As National Service organizations struggle with budget cuts, the program's founder accuses them of turning volunteerism into business.
By Maayana Miskin
First Publish: 10/15/2009, 10:57 PM / Last Update: 10/16/2009, 9:06 AM

(Bat Ami)

As organizations involved in coordinating young National Service (Sherut Leumi) volunteers struggle with budget cuts, Attorney Dov Fruman – one of the program's founders – accuses them of ruining the vision of service by turning volunteerism into a business opportunity.

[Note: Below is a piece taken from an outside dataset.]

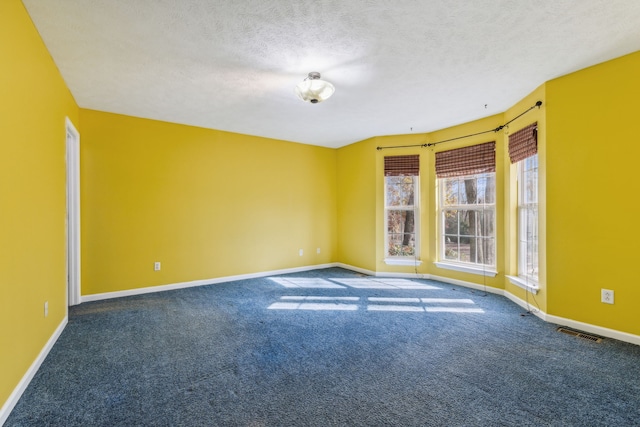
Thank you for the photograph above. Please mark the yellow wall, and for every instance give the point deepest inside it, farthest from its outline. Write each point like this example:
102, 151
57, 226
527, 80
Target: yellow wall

In an interview with Arutz Sheva's Hebrew news service, Fruman explained that National Service began as a way to allow young women who did not wish to enlist in the military to give to the country in a different way, primarily through volunteering in schools and hospitals. Now, he says, many young women who wish to volunteer on behalf of the state end up as unpaid workers – and take jobs that could otherwise go to those in need of employment.

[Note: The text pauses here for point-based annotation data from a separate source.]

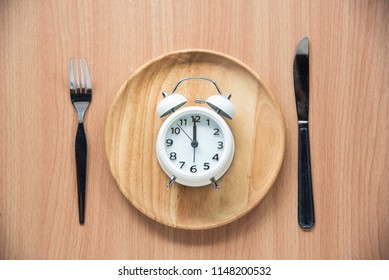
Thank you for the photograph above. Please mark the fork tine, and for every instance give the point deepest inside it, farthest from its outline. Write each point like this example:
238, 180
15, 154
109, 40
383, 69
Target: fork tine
87, 76
77, 78
82, 78
71, 75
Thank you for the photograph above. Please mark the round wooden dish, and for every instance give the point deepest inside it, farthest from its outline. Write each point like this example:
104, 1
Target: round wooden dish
132, 128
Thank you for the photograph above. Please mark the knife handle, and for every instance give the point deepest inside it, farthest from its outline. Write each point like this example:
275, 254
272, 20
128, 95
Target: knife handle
306, 215
81, 157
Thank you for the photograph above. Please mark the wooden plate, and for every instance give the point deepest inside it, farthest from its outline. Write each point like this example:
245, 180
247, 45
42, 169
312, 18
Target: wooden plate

Fruman used to run what was then the only organization responsible for overseeing National Service volunteers. The organization would interview each young volunteer and decide which task was most appropriate for her, he said.

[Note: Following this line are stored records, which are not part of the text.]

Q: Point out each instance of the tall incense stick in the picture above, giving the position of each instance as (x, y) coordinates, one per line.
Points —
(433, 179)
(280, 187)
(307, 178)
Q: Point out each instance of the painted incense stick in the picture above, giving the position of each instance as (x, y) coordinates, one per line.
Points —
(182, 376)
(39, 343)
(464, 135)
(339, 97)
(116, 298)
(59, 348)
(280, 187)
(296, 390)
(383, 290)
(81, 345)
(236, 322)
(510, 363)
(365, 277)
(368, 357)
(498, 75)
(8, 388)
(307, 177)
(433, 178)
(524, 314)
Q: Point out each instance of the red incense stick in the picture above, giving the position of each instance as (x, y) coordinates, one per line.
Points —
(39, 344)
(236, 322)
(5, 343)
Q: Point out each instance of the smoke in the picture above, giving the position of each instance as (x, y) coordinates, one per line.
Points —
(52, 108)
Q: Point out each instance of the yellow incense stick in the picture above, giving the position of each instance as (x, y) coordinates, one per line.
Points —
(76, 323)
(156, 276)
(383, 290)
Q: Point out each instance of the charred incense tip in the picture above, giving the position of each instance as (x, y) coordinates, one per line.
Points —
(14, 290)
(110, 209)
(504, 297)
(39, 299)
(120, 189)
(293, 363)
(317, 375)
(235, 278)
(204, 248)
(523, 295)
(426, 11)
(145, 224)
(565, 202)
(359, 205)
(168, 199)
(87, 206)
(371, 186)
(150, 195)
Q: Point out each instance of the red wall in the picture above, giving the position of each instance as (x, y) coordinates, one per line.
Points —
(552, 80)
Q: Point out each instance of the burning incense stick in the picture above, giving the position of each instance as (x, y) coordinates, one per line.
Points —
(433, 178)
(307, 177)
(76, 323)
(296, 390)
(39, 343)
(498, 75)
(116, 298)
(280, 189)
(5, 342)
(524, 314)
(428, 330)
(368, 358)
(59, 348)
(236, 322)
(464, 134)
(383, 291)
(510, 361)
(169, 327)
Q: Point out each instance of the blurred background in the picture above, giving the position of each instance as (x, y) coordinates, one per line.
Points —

"In my day, the goal was to help the country,” Fruman says.  “Today, it's a business. The [organizations] get involved in order to get the money.”

Schools and other places interested in adding National Service volunteers to their staff would be carefully monitored to ensure that they were not using volunteers to replace paid workers, Fruman continued. “I toured the various institutions, and if I saw a girl who was making coffee instead of teaching in a classroom, I would remove her from there right away,” he recalled.

Now, Fruman laments, “Young women need to travel around the country, looking for places [to volunteer], because the employers are the ones making the decisions!”

"Many business owners take National Service volunteers instead of workers,” he says. The entire National Service system has become “very problematic,” he says. However, despite his disappointment in the current situation, Fruman feels the program still has great potential, and should be reworked, not discarded.